A human rights organisation, Socio-Economic Rights and Accountability Project and the Nigerian Union of Journalists have jointly described the recent arrest of the publisher of an online newspaper, Premium Times, Dapo Olorunyomi, as an intensification of the government’s ongoing clampdown on media freedom in the country.

The organisations sent a joint letter to the United Nations, in which they accused the Federal Government of intimidating journalists.

This was just as another rights advocacy group, Access to Justice, described the development as a “throwback to the dark days of military autocracy.”

The Country Director, ActionAid, Ojobo Ode Atuluku, also described the arrest of the publisher by the police as “an unwelcome development,” adding that such acts undermine press freedom and Nigeria’s hard-earned democracy.

Similarly, Lagos-based activist lawyer, Mr.

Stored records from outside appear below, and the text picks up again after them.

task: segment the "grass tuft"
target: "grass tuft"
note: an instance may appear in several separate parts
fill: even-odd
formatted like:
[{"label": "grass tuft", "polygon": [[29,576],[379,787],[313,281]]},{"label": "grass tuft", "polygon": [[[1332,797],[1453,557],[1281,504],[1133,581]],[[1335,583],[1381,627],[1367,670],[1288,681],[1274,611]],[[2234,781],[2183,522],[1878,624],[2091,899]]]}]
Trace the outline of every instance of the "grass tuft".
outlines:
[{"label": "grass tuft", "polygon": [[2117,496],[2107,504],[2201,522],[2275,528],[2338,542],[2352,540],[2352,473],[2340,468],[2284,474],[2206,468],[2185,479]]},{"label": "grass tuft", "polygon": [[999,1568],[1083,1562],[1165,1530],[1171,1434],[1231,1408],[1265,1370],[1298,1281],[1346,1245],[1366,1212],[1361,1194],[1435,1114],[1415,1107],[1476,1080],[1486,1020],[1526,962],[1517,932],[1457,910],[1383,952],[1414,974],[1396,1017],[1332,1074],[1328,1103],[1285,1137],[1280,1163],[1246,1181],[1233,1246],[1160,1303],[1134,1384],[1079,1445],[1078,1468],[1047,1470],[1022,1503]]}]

Ebun-Olu Adegboruwa, said the arrest of Olorunyomi, alongside a judicial correspondent of the online newspaper, Evelyn Okakwu, by the police on Thursday suggested “a total breakdown of democratic tolerance,” under President Muhammadu Buhari’s administration.

Olorunyomi and Okakwu were reportedly arrested by the police on the strength of the complaint by the Nigerian Army that Premium Times maligned the Chief of Army Staff, Lt. Gen. Tukur Buratai, in a recent publication.

According to the NUJ and SERAP, the duo were released on bail on Thursday and instructed to report back at the police station in Abuja on Friday.

They were likely to be taken before a Magistrate’s Court for arraignment.

However, the Executive Director of SERAP, Mr. Adetokunbo Mumuni, and the NUJ President, Abdulwaheed Odusile, in a joint petition they sent to the UN on Friday accused the Federal Government of stifling press freedom in the country.

They called on the UN Special Rapporteur on the Promotion and Protection of the Right to Freedom of Opinion and Expression, Mr. David Kaye, to urgently prevail on the Federal Government and its agents “to end growing clampdown, intimidation and harassment of journalists, online newspapers, and bloggers.”

SERAP and NUJ said, “The arbitrary arrest of Mr. Dapo Olorunyomi, publisher of online newspaper, Premium Times, and the judiciary correspondent of the online newspaper, Evelyn Okakwu, would seem to mark an intensification of a crackdown on media freedom that has been going on for some time now.

“We argue that while public officials are entitled to protection of their reputation, including protection against defamation, as individuals who have sought to play a role in public affairs they should tolerate a greater degree of scrutiny and criticism than ordinary citizens.”